Year 11 Outreach_Hero

Thinking of others is central to many initiatives at St Patrick’s Technical College. Our College takes seriously its core value of service, and like many counterparts in Catholic schools across the state, our Year 11 students have been busy fundraising and donating items for the community.

The College’s Skills for Life and Mentoring programs see students explore the history and work of various charities and organisations. Students then plan and implement projects to help those in need.

Over the course of the year, our students have been responsible for several activities supporting the vital work of St Vincent de Paul Society, Project Compassion, Catherine House, and ASCEND Youth Suicide Prevention through Centacare.

Students have been generous with their time, baking cupcakes, cooking BBQs, making soup, washing cars, selling lucky squares, and gathering donations of clothes and personal hygiene items.

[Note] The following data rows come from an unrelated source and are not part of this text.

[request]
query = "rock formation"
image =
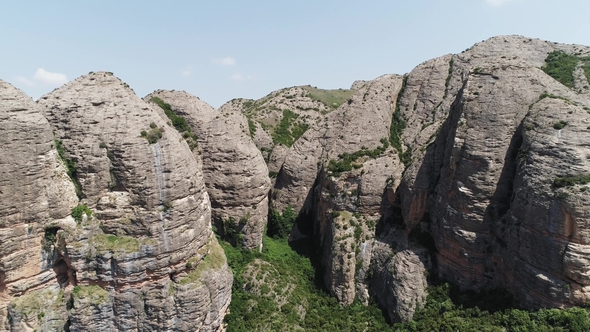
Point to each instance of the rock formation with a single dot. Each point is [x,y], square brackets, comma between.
[141,254]
[277,121]
[472,168]
[235,173]
[464,178]
[36,196]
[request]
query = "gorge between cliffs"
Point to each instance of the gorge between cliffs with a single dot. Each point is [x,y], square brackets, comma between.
[455,197]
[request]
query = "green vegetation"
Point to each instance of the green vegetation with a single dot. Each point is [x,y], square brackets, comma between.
[35,303]
[153,135]
[398,124]
[560,124]
[292,298]
[79,211]
[281,224]
[70,165]
[447,309]
[586,67]
[561,66]
[571,181]
[49,238]
[288,131]
[213,261]
[114,243]
[331,98]
[345,160]
[251,127]
[290,278]
[93,293]
[179,122]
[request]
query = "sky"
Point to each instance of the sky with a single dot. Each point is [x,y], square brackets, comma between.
[220,50]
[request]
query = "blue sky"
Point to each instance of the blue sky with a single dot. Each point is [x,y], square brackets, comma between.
[219,50]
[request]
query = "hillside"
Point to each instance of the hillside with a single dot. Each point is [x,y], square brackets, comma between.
[453,197]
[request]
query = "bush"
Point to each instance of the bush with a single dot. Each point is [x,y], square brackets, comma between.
[287,131]
[345,161]
[281,224]
[561,66]
[571,181]
[179,122]
[79,211]
[71,167]
[560,125]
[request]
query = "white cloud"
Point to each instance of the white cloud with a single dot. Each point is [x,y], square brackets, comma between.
[47,77]
[240,77]
[25,81]
[227,61]
[237,77]
[497,3]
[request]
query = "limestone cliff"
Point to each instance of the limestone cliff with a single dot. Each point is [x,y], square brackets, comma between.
[236,176]
[481,147]
[36,196]
[141,254]
[277,120]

Pastoral Care Mentor Ms Loveder has been mentoring students in the development of their entrepreneurial skills. As part of the process, students have developed their awareness of the need to empathise with those they intend to support. They have proposed various outreach activities, prototyped, streamlined their ideas and processes, and tested prototypes before producing final products and releasing to the public.

The theme of ‘Homelessness’ was selected by the Year 11 Automotive students with the aim to make a positive impact on others, to show they care and provide tangible support to people in need.

“Students came up with their own ideas for outreach work,” Ms Loveder said.

“What many educators realise is that this is also a great opportunity to develop entrepreneurial skills.

“They did their own research, spoke with teachers and the College’s Community, Spirituality, and Identity Leader, to then plan, organise, and fine-tune any food preparation and packing.”

Students took on real-life roles to engage them in active learning, including problem-solving, research, planning, and implementation.

Recently, students made and delivered morning tea for the Vinnie’s Women’s Crisis Centre, with reward folders created for the children. A BBQ was cooked and served at the Men’s Crisis Centre, all of which was much appreciated by the residents. Students then evaluated the process for future success.

This is not the first-time the College has engaged in supporting vital support centres. Over several years, students and staff have carried out maintenance and upgrades at the Women’s Crisis Centre and Vinnies in Elizabeth.

This year, students have used their practical skills to prototype the construction of gates, seating, and kennels. This demonstrates another way of thinking about the critical and creative thinking skills and community connection being developed in students as citizens of the future.